The wind bit cold across the high valley, cutting down from peaks that vanished into cloud and shadow. Ice ruled this place—an ancient glacier lay ahead like a frozen god, pale and immense, its cracked surface glowing faintly blue in the waning light. The air was still, but wrong: too dry, too silent, too lifeless.
Elora was the first to feel it—a deep unease that set the hair on her arms rising beneath her cloak. The few shrubs that clung to the scree were brittle, gray, and yet impossibly still alive, refusing the natural death that should have claimed them. It was wrong in a way that only druids could feel in their bones. “These should be dead,” she murmured, kneeling beside a twisted bush. “But they cling on, unnaturally.”
Thorn crouched beside her, his eyes narrowing. The air around him shimmered faintly as he murmured the old elven words of power. “A lich’s touch, perhaps,” he said softly. “Death without release. A mockery of nature’s cycle.”
Behind them, Maledurk snorted, a puff of steam curling from his nostrils. “Undead trees. Zom-trees.” He grinned, proud of himself. “Sounds like a band name.”

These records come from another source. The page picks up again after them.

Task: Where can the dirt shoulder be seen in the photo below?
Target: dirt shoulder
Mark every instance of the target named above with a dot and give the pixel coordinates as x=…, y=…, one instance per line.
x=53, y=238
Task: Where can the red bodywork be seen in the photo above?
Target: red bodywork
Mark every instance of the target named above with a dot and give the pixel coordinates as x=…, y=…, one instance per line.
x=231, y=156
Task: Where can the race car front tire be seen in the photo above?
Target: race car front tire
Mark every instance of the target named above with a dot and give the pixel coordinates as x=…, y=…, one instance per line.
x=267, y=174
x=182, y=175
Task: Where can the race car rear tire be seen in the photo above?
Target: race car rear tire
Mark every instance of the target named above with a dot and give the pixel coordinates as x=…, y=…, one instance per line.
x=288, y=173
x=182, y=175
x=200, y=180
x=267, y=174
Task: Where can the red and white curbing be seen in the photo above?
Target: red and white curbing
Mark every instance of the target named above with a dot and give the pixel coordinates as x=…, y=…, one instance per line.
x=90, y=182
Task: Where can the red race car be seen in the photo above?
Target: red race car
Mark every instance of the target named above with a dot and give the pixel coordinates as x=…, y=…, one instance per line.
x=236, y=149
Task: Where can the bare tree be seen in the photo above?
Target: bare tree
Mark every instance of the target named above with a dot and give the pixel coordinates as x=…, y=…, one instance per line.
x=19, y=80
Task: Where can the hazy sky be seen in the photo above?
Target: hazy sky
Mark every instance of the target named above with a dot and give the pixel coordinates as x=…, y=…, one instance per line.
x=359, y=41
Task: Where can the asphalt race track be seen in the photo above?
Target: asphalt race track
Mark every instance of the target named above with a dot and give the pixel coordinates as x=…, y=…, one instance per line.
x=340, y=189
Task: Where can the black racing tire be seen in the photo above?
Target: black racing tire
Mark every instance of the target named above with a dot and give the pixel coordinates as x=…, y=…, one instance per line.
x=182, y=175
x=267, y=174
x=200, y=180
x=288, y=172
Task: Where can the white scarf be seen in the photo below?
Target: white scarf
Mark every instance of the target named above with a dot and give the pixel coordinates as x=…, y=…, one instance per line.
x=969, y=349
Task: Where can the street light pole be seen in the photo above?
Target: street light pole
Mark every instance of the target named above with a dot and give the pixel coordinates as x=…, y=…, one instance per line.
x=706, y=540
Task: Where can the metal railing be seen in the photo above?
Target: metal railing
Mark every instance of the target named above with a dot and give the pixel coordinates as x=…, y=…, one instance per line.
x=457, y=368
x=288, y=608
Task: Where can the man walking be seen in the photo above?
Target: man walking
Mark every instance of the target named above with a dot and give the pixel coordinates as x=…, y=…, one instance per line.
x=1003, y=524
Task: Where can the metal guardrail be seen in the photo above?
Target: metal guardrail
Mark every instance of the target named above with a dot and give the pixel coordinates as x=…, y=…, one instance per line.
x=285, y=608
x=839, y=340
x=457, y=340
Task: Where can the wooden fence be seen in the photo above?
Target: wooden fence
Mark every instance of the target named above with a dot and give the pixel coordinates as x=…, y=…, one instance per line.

Tempest burst into laughter, sparks of blue energy crackling from her fingertips as she tried—and failed—to stifle the noise. The laughter, too, felt out of place here. Even sound seemed reluctant to linger long in this valley of ice and dust.
Ahead, the glacier loomed closer, and the fissure at its base gaped like the mouth of some buried god. The heroes advanced single file, their boots crunching on frost-hardened soil. The ice swallowed them quickly—light dimmed, color drained, and soon the world was painted only in shades of deep cerulean and shadow.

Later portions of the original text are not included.